# Module 4 - Lab 1: Building a Regression Model with Spark

This lab will build upon the previous lab. 
While classification models deal with outcomes that represent discrete classes, regression models are concerned with target variables that can take any real value. Our goal is to find a model that maps input features to predicted target variables. 
Like classification, regression is also a form of supervised learning.
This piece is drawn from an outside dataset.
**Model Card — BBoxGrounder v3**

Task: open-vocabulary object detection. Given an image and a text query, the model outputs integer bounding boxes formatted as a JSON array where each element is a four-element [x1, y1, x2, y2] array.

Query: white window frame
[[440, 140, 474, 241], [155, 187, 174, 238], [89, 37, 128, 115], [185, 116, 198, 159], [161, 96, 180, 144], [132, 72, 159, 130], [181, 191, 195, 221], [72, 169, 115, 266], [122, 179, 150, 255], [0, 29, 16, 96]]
We can use regression models to predict a mulititude of different variables of interest. 
Here are some examples of how this technique is used in society:
* Predicting stock returns and other economic variables
* Predicting loss amounts for loan defaults (this can be combined with a classification model that predicts the probability of default, while the regression model predicts the amount in the case of a default)
* Predicting customer lifetime value (CLTV) in a retail, mobile, or other business, based on user behavior and spending patterns

Below, we will fire up our Spark cluster and prepare it for data visualization like we have done in previous labs. See Module 3 - Lab 1: Feature-Extraction-MoreContext for a detailed description of what is happening below. 

In [1]:
from pyspark.mllib.regression import LabeledPoint
import numpy as np

from pyspark.mllib.regression import LinearRegressionWithSGD
from pyspark.mllib.tree import DecisionTree

# Make Random String
import os, random, string
length = 32
chars = string.ascii_letters + string.digits + '_-'
random.seed = (os.urandom(1024))

rndfolder = ''.join(random.choice(chars) for i in range(length))
dirpath = '/home/hadoop/work_dir/' + rndfolder + '/'

# Set Path and permissions ("0770", which means everyone can read and write the file)
os.mkdir(dirpath, 0770)
os.chdir(dirpath)

def process_figure(fig, name):
    fig.savefig(name)
    print 'http://ec2-54-153-99-19.us-west-1.compute.amazonaws.com:8810/' + rndfolder + '/' + name

import matplotlib
matplotlib.use('agg') # non-graphical mode (pngs(?))
import matplotlib.pyplot as plt

import numpy as np

print("Ready")

Creating SparkContext as 'sc'


ID,YARN Application ID,Kind,State,Spark UI,Driver log,Current session?
270,,pyspark,idle,,,✔


Creating HiveContext as 'sqlContext'
SparkContext and HiveContext created. Executing user code ...
Ready

## Types of regression models
Let's talk about the different types of regression models before we dive into coding up an example.
Spark's MLlib library offers two broad classes of regression models: linear models and decision tree regression models.
Linear regression models use a different loss function, related link function, and decision function than its classification counterparts.
(We will go over these functions in minute.)
MLlib provides a standard least squares regression model, which is a type of a linear model.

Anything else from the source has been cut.